Indústria de refinação europeia não espera um regresso ao business as usual
A Associação Europeia da Indústria de Refinação de Petróleo traçou um plano para descarbonizar o setor dos transportes até 2050. Segundo a associação, com a crise climática e a pandemia da covid-19 toda a indústria dos combustíveis irá sofrer alterações sendo impossível um regresso ao business as usual.

Espera-se que em 2050 a maioria dos automóveis sejam elétricos provocando uma queda na procura por combustíveis fosseis que poderá ser de um terço a metade da procura atual. É ainda esperado que os combustíveis utilizados na aviação, no transporte marítimo e em transportes rodoviários pesados sejam substituídos por outros com menor teor em carbono como biocombustíveis de terceira geração e hidrogénio verde.

Pandemia acentua crise nos mercados de gás natural
De acordo com a Agência Internacional da Energia (AIE), a combinação da pandemia da covid-19 com o inverno excecionalmente ameno no hemisfério norte provocou uma queda histórica na procura de gás natural. É esperada para 2020 uma redução de 4% na procura deste recurso, o dobro da verificada na crise financeira de 2008 e a maior de sempre.

O gás natural sofreu impactos menos severos que o petróleo e o carvão mas está longe de estar imune a variações na procura. A queda histórica verificada este ano representou uma mudança dramática de circunstâncias para uma indústria que estava habituada a verificar fortes aumentos na procura. Ainda assim, de acordo com a agência, espera-se uma recuperação gradual nos próximos dois anos não significando que se voltará rapidamente à trajetória pré-pandemia.
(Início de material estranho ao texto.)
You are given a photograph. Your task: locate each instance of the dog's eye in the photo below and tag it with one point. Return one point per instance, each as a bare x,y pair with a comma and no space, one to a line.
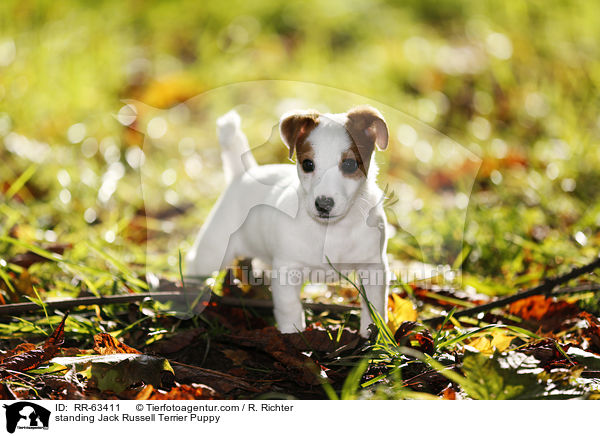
308,166
349,166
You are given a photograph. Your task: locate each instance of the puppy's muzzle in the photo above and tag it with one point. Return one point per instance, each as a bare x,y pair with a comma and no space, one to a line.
324,205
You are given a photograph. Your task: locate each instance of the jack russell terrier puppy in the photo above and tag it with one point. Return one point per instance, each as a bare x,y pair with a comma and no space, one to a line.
298,219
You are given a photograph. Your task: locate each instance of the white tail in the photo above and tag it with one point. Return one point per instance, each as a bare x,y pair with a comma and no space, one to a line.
235,152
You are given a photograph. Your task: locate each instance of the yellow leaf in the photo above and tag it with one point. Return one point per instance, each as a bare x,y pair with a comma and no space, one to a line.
499,341
399,310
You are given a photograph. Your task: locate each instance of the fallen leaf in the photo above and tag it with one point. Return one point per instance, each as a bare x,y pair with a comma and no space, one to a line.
273,342
220,381
28,258
117,372
105,343
548,313
496,340
194,391
592,333
449,394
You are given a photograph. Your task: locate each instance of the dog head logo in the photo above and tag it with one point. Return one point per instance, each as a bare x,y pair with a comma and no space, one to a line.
26,415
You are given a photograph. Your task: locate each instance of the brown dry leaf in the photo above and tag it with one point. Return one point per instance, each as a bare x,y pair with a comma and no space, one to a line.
413,335
19,349
194,391
177,342
236,356
273,342
105,344
34,358
592,333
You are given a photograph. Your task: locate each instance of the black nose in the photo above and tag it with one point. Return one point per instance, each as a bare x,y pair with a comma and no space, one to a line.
324,204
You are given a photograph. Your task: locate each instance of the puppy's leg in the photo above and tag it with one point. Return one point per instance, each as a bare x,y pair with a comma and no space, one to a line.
375,279
287,306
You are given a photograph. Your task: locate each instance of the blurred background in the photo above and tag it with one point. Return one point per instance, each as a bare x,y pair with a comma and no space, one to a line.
492,109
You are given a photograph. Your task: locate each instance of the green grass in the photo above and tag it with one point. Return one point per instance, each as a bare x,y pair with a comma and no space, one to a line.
512,84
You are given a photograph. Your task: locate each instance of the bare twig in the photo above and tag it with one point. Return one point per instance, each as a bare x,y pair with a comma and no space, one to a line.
175,293
545,288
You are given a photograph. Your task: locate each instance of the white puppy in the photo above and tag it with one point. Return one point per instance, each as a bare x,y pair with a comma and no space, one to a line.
298,218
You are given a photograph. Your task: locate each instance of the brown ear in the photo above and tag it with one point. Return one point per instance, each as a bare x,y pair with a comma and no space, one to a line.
295,127
367,128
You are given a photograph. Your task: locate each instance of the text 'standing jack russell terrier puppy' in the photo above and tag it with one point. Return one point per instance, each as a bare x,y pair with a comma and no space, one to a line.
295,218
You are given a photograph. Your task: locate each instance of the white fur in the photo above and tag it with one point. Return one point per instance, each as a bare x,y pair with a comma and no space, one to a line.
268,212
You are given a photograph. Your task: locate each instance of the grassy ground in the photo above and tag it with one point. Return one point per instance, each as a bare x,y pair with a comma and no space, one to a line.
494,151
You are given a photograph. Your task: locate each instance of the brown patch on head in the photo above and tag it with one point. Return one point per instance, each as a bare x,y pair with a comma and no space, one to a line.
353,153
367,129
294,130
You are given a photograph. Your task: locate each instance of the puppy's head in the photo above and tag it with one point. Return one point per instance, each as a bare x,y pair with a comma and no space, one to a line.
333,155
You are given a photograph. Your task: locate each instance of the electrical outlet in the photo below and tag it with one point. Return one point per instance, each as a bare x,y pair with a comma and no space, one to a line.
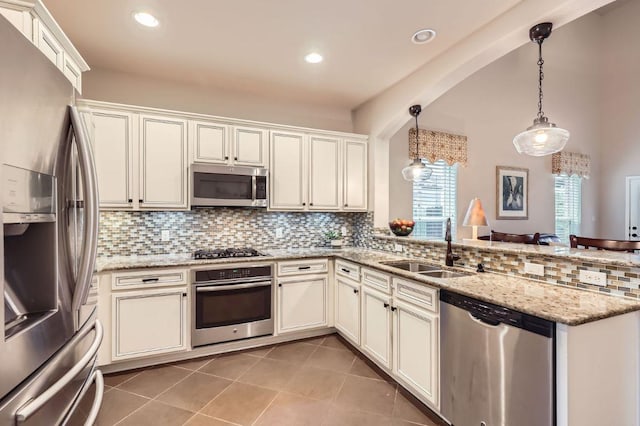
593,277
533,269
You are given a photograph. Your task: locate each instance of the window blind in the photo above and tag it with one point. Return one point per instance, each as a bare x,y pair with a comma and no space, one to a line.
434,200
568,206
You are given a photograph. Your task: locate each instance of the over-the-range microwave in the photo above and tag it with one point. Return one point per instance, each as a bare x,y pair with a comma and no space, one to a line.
228,186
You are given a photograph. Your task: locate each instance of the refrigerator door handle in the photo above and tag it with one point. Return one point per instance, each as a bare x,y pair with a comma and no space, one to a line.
31,407
97,399
90,194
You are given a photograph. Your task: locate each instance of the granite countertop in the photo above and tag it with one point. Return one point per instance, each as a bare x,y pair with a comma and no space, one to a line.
557,303
561,251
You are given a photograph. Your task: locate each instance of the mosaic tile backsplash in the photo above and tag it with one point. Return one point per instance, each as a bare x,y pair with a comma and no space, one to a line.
138,233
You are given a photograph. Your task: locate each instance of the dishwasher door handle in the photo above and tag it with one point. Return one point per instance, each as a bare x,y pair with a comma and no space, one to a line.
484,321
Emissões de CO2 aumentam na pós-quarentena
De acordo com a atualização de um estudo publicado pela Nature Climate Change, as emissões globais de GEE, comparativamente com a média de 2019, caíram cerca de 25% durante o período mais significativo da quarenta. Em inícios de abril o valor já era de 17% e no início de junho as emissões globais de GEE estavam cerca de 5% abaixo da média anual de 2019. Apesar de ainda não terem atingido ao níveis de 2019, as emissões de COestão a aumentar a uma taxa elevada à medida que o desconfinamento avança, criando o receio de que se possam ultrapassar os valores pré-crise. Uma das razões para este aumento poderá ser a maior taxa de utilização de veículo próprio em vez de transportes públicos, devido à maior preocupação com as questões da saúde. Também a entrada em funcionamento do setor industrial terá contribuído para esta evolução.

Entre 1 de janeiro a 11 de junho estima-se que as emissões tenham sido 8,6% mais baixas que em período homólogo de 2019 e as emissões para o ano inteiro prevêem-se ser 4-7% mais baixas que em 2019. De notar que esta redução fica aquém do valor necessário para cumprir as metas do Acordo de Paris, 7,6% anualmente entre 2020 e 2030.

O modo como os governos planeiam a saída da crise será a chave para tornar algumas das reduções de GEE permanentes utilizando, por exemplo, os seus pacotes financeiros para gerar uma mudança para investimentos mais verdes.